鲜血滴在门槛上,
只是鲜血并非从腹腔流出,而是罗狄的手。
与平日一样的大家,虽然解除了他的警惕。家庭作为他最能依靠的港湾,更是让他完全放松警惕。但是,
一种刻在骨子里的,刻在灵魂里的警惕,让他无论处于何种环境都始终保留着警惕。
开门瞬间,刀刃穿刺。
罗狄下意识用手捏住了刀身,本就被割破的手掌再次出现第二道裂痕,刀尖略微插进腹部,并没有伤及内脏。
这还不是家里常用的中式菜刀,而是一种刀头开刃的主厨刀。
罗狄记得很清楚,家里从来没有这种菜刀,很大可能是专门买来杀掉他的。
面前手握菜刀之人,正是母亲。
“罗狄啊,你的反应好快,妈妈本来还准备让你牵肠挂肚的。”
话音刚落,
罗狄的本能直接让他快速夺刀,跟着就是一记劈砍。但是,刀刃却悬在半空,迟迟无法落下。眼前之人是自己的母亲,哪怕知道对方受了某种影响,但也根本下不了手。
然而,
一个早就藏在身后楼梯拐角处的身影袭来,抡着棒球棍重重敲在罗狄的后脑勺。
一声脆响,
罗狄只感觉眼前发黑,大脑下沉,失去意识。
再次醒来时,他已经“回家”了。他被绑在自己的卧室,绑在一张椅子上,窗户锁死,大床已被清空。爸爸妈妈以及姐姐正笑眯眯地盯着他,
各种奇奇怪怪的棕色玻璃瓶放在两侧,还有各式各样的器具整齐摆设。
并没有任何多余交流,
一场病态的折磨就此开始,
一大瓶蚂蚁被父亲倾倒出来,再由母亲将蜂蜜涂刷在罗狄的皮肤表面。刚开始便是能够让普通人几近崩溃的折磨。
姐姐还嫌弃不够,她认为罗狄长大了,应该用更大的东西,于是还拿倒出了些许蜈蚣。
第一天就这样过去,
等到家人第二天端着热腾腾的面进屋时,发现蚂蚁少了大半,一条蜈蚣正被罗狄咀嚼在口中。他们显得相当满意,当场便给罗狄戴上了一顶金属帽,今天的主题是电疗。

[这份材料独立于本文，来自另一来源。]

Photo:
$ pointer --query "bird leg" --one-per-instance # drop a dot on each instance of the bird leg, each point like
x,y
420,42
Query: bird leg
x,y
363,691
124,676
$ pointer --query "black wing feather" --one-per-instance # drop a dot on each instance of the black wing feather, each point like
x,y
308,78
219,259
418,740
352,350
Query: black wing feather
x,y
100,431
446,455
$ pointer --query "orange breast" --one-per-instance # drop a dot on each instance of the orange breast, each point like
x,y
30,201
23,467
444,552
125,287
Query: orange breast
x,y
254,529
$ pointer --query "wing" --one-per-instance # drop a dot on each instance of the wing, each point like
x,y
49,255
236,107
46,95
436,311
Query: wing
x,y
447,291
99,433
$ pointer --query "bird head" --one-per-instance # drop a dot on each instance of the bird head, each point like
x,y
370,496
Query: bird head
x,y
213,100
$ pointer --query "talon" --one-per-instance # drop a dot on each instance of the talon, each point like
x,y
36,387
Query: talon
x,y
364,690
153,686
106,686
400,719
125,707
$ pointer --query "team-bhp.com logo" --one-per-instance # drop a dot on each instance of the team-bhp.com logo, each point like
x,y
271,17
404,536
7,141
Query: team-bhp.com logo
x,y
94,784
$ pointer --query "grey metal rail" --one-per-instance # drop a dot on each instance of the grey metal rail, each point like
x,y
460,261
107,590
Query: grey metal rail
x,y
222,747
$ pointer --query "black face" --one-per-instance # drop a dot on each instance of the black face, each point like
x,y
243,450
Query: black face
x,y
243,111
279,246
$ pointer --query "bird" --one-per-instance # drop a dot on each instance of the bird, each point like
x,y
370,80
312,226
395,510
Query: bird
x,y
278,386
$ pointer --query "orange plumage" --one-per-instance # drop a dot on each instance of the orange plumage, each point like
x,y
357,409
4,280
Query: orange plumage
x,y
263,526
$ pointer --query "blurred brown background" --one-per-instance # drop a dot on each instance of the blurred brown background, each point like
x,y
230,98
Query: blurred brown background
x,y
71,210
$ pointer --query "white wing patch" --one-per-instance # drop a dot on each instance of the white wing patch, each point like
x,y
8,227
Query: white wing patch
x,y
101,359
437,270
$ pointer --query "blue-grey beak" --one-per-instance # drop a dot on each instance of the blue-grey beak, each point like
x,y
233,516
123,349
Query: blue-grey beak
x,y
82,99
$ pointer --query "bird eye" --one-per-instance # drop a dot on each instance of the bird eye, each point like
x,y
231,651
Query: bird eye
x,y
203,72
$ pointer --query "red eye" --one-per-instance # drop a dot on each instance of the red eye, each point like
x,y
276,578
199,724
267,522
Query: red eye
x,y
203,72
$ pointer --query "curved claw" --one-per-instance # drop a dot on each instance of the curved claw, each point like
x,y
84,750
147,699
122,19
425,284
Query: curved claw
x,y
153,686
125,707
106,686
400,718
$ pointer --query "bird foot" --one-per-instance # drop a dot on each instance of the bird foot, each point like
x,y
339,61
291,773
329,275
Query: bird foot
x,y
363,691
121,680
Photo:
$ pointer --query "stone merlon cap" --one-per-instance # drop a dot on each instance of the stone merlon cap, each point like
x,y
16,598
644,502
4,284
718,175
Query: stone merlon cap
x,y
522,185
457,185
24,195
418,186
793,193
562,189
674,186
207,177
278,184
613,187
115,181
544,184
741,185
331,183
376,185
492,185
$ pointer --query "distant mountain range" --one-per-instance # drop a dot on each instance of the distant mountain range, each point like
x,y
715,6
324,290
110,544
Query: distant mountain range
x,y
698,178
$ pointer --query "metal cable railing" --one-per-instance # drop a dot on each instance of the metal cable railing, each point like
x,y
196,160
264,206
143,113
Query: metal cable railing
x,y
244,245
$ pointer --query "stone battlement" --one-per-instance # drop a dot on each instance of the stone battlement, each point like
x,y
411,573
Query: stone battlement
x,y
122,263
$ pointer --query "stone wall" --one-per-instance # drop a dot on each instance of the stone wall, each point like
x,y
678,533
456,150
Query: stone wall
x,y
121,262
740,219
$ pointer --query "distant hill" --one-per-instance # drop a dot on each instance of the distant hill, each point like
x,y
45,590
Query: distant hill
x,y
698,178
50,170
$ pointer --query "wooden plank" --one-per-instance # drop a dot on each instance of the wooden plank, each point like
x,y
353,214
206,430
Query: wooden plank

一旦罗狄晕厥过去,姐姐便会用金属钳拔掉手指甲,钻心的疼痛会让他迅速醒来而开始第二轮。电疗似乎真起了些许效果,罗狄的大脑产生了些许记忆片段。
他似乎曾经在哪里受过刑罚,因此这样的折磨他还能撑得住。
第三天,
第四天,
第五天,
当折磨持续了整整一个月,家人脸上都显露疲态时。